New Implanted Device Reduces Hospital Visits, Improves Quality of Life for Heart Patients


Shortness of breath is a symptom of many diseases.  If you’ve never experienced extreme difficulty breathing, it’s like trying to breath out of a straw the size of a coffee stirrer.  Patients with congestive heart failure experience the drama of being unable breathe with some frequency. That sends them into an understandable panic along with a trip to the Emergency Room.

It was once thought the shortness of breath experienced by heart failure patients was a sudden out of the blue occurrence. It’s known now to result from a slow build up of fluid in the lungs (pulmonary edema).  It’s like a glass slowly being filled with water until it overflows. The moment of overflow is sudden and dramatic. Likewise a patient can be perfectly fine one minute then suddenly unable to breathe the next.

CardioMEMS HF is a new monitoring device that sends easily warning signals to physicians and potentially avoiding the fluid buildup that causes shortness of breath.

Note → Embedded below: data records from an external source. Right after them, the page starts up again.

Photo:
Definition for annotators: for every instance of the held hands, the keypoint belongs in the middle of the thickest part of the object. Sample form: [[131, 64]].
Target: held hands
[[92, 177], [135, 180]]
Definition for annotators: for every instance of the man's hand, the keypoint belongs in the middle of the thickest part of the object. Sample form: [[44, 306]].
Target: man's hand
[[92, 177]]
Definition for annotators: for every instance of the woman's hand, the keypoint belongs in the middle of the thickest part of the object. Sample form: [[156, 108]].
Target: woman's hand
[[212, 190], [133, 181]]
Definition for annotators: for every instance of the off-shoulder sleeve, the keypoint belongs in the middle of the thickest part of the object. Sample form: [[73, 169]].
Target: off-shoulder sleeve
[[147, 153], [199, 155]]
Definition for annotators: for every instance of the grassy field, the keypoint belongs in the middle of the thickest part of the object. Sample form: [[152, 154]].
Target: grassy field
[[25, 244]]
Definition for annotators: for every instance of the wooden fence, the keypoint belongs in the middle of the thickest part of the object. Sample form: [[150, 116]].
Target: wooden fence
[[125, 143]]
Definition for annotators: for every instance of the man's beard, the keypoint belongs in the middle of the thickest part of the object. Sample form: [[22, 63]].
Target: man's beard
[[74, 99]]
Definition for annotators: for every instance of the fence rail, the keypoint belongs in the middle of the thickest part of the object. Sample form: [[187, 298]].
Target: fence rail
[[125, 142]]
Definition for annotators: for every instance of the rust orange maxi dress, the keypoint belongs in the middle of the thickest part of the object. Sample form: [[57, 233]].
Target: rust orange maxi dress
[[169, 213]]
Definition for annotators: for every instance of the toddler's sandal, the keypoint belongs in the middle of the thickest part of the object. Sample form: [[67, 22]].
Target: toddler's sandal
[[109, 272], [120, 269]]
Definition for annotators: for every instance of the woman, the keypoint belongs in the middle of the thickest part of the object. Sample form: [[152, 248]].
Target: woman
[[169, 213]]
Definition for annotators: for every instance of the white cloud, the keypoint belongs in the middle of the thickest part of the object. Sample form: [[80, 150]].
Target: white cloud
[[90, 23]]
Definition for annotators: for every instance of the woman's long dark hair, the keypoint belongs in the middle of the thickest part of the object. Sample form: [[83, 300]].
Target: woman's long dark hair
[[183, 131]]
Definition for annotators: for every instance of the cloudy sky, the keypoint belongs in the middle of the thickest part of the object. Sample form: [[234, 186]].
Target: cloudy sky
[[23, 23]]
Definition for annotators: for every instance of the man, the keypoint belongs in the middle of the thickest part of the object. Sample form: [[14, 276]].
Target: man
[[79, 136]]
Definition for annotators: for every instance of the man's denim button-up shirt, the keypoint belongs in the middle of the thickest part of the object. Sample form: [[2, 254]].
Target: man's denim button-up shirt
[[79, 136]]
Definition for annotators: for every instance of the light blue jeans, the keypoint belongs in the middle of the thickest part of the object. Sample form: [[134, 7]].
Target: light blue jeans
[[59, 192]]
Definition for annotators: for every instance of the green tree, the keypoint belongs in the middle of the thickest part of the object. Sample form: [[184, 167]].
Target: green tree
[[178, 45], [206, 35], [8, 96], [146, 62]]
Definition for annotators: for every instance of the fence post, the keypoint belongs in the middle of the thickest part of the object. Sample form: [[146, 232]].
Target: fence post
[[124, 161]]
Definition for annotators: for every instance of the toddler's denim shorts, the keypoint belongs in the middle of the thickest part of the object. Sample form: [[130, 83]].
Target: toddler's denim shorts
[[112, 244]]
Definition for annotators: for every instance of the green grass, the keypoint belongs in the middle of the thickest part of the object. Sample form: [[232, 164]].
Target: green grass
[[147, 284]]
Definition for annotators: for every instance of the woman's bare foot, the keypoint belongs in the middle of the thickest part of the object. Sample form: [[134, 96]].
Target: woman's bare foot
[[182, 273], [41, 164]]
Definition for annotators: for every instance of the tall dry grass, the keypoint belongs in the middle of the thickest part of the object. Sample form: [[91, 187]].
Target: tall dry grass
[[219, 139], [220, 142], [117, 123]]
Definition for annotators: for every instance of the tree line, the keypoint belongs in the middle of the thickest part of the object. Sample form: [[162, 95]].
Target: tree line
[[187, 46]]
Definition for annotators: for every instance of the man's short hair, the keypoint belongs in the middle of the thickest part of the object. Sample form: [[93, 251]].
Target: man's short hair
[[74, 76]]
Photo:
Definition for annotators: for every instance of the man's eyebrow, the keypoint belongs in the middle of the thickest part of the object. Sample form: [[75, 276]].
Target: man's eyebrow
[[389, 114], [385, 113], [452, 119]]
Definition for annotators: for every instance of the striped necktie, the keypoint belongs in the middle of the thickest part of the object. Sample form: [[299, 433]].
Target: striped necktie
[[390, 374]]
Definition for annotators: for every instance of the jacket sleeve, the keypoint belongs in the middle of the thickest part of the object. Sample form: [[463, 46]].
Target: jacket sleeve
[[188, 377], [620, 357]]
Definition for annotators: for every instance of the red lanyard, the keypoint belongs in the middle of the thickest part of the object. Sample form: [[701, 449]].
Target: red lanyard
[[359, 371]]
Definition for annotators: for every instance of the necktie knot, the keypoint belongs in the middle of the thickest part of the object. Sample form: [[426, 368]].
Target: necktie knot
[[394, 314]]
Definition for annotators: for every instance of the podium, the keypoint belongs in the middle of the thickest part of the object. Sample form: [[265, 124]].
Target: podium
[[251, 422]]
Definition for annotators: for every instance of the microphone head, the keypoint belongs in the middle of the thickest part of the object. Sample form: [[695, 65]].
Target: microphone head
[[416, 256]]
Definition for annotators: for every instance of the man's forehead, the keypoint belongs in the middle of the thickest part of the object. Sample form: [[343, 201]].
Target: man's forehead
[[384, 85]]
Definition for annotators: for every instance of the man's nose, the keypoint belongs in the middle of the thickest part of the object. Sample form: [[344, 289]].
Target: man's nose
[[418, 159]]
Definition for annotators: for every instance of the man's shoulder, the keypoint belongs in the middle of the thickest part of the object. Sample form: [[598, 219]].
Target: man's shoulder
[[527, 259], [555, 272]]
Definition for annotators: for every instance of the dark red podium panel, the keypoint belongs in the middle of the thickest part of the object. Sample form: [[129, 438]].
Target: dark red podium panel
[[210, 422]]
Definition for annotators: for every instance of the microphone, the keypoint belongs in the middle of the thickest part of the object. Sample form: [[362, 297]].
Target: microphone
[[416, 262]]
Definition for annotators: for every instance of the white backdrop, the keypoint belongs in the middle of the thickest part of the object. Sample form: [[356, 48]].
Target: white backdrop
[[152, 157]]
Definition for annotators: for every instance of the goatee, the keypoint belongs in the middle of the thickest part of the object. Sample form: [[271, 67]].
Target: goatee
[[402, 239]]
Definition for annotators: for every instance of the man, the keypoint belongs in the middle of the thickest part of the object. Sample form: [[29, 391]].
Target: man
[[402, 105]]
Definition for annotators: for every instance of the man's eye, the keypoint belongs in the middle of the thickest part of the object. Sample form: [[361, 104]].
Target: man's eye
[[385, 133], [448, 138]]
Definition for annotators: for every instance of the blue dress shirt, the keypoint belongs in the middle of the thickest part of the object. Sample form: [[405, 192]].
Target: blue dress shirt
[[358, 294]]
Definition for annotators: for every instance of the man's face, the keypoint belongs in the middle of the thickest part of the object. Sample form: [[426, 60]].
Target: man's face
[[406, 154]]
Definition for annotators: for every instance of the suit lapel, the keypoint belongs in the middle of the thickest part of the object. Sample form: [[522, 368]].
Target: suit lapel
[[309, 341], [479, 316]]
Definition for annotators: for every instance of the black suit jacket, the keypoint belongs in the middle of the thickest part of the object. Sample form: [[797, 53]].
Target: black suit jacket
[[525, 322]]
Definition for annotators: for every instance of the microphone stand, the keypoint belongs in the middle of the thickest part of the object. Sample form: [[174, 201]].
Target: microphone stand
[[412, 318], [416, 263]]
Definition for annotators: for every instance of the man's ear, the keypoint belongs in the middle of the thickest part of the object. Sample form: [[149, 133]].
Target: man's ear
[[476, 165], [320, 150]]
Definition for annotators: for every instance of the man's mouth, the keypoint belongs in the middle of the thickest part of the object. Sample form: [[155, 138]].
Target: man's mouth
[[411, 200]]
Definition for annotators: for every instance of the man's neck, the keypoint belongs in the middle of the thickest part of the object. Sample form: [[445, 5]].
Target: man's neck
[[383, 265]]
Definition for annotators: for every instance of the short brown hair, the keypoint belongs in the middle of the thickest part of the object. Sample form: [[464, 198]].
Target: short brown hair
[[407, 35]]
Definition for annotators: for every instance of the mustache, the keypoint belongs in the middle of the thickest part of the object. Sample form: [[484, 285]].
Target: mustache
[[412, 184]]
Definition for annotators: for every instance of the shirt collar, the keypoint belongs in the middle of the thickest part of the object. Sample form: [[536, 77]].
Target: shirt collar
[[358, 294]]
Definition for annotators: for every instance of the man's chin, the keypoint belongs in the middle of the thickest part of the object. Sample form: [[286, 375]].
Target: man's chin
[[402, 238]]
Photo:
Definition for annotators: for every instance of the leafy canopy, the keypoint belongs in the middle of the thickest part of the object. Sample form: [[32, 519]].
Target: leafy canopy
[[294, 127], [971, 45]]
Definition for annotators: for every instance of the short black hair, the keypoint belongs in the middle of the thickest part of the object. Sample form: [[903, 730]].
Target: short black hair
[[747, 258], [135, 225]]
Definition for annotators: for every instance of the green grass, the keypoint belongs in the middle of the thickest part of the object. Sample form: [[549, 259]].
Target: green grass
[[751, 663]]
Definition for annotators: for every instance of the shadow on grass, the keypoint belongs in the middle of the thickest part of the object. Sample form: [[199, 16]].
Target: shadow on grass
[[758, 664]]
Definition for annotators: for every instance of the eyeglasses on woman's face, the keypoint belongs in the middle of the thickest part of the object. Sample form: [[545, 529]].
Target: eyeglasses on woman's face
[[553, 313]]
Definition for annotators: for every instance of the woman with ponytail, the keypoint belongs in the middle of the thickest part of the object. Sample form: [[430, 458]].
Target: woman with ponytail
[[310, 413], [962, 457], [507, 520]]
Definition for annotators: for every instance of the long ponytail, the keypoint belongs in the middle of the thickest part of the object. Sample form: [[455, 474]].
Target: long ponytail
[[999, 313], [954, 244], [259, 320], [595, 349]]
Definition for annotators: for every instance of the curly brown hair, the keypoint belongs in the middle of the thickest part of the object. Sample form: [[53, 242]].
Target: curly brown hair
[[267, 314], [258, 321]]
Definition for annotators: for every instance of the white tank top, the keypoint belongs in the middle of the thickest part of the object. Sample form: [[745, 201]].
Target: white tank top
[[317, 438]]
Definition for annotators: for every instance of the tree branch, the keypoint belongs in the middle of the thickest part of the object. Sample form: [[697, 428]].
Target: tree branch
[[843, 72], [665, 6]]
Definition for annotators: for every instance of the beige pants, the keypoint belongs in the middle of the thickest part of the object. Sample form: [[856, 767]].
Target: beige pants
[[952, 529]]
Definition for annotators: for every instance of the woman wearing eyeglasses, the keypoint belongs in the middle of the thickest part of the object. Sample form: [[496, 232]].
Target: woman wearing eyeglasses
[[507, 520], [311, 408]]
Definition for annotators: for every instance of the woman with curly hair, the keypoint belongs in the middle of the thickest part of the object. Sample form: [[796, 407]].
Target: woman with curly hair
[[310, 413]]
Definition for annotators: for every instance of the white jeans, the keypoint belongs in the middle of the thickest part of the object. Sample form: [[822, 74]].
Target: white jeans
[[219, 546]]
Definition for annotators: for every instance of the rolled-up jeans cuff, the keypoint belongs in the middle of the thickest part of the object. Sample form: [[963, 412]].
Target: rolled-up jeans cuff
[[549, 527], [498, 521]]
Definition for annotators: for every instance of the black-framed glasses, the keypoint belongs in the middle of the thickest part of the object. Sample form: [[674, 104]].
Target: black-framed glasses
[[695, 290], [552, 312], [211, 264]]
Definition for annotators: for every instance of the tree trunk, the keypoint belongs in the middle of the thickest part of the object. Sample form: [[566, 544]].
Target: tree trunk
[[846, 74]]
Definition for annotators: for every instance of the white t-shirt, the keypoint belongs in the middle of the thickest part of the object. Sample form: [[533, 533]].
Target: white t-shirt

It’s changing the lives of heart failure patients, their caregivers and saving on hospital costs, too.


CardioMEMS HF features a tiny sensor that is implanted through a catheter into the pulmonary artery (PA) to directly measure PA pressure. Increased PA pressures appear before weight and blood pressure changes, which are often used as indirect measures of worsening heart failure.

The procedure to implant CardioMEMS is simple and minimally invasive requiring just a ½ inch nick to thread a small tube through the vein and deliver the device to the pulmonary artery. Once placed, the patient can’t feel it. The readings from the implant are picked up from a bedside monitoring unit and sent to the patient’s cardiologist.

“All the patient has to do is lie back on a special pad,” explained Bradford E. Warden, M.D., director of the WVU Heart Institute and chief of the WVU School of Medicine Section of Cardiology. “It lets us notice any pressure changes three or four weeks before the patient develops pulmonary edema from exacerbated congestive heart failure. It gives us a chance to get pulmonary edema under control by adjusting medications while keeping the patient out of the hospital and in the comfort of his or her own home.”

In addition to being only the fourth facility nationally to do the procedure, WVU Healthcare is the first institution to be certified to perform it, and Dr. Warden is the nation’s first certified individual practitioner.


Unexpected trips to the hospital are inconvenient and stressful for anyone, but for congestive heart failure patients, they can be all too frequent.  With CardioMEMS, patients can be monitored and treated remotely.  And in a rural state like West Virginia where distance can be problem, doctors have a way to better manage a patient’s heart failure and potentially reduce heart failure-related hospitalizations.

Richard Uchic of Thomas, W.Va., is the first WVU Healthcare heart patient to receive the CardioMEMS implant. In the past, the 72-year-old Tucker County resident would make frequent trips to Morgantown or neighboring Garrett County, Md., for treatment of sudden heart failure symptoms.

“The last time, I was having shortness of breath,” explained Uchic. “I have to go over to Oakland (Md.) if I need to see someone in a hurry. This monitor will help the doctor decide if I should take more of my diuretic or other medications, and it should save me a trip to the hospital.”


Let untreated, heart failure is the final stage of heart disease.  Unfortunately, more than 5 million Americans have reached this stage where the heart is unable to pump enough blood to meet the body’s demands. This stage is not reversible and has to be managed with multi medications.

Heart disease, however, can often be prevented.  To reduce your risk of developing heart disease and heart failure, Dr Warden advises patients to keep their blood pressure and diabetes under control as well as to watch cholesterol levels.  And he also recommends aerobic exercise.

“If you exercise moderately into older age that can really help,” says Dr. Warden, “that way the heart remains more flexible as you age.”

The heart is after all a muscle.  And muscles need work to stay healthy and strong. The recommendation is at least 30-minutes of aerobic exercise five days per week.  How do you know you’re working enough to help your heart?  If you can talk but not sing while you’re doing it, you’re in the zone.

If you’re new to exercise or have a heart condition, it’s always wise to consult with a medical professional to design the right exercise program for you.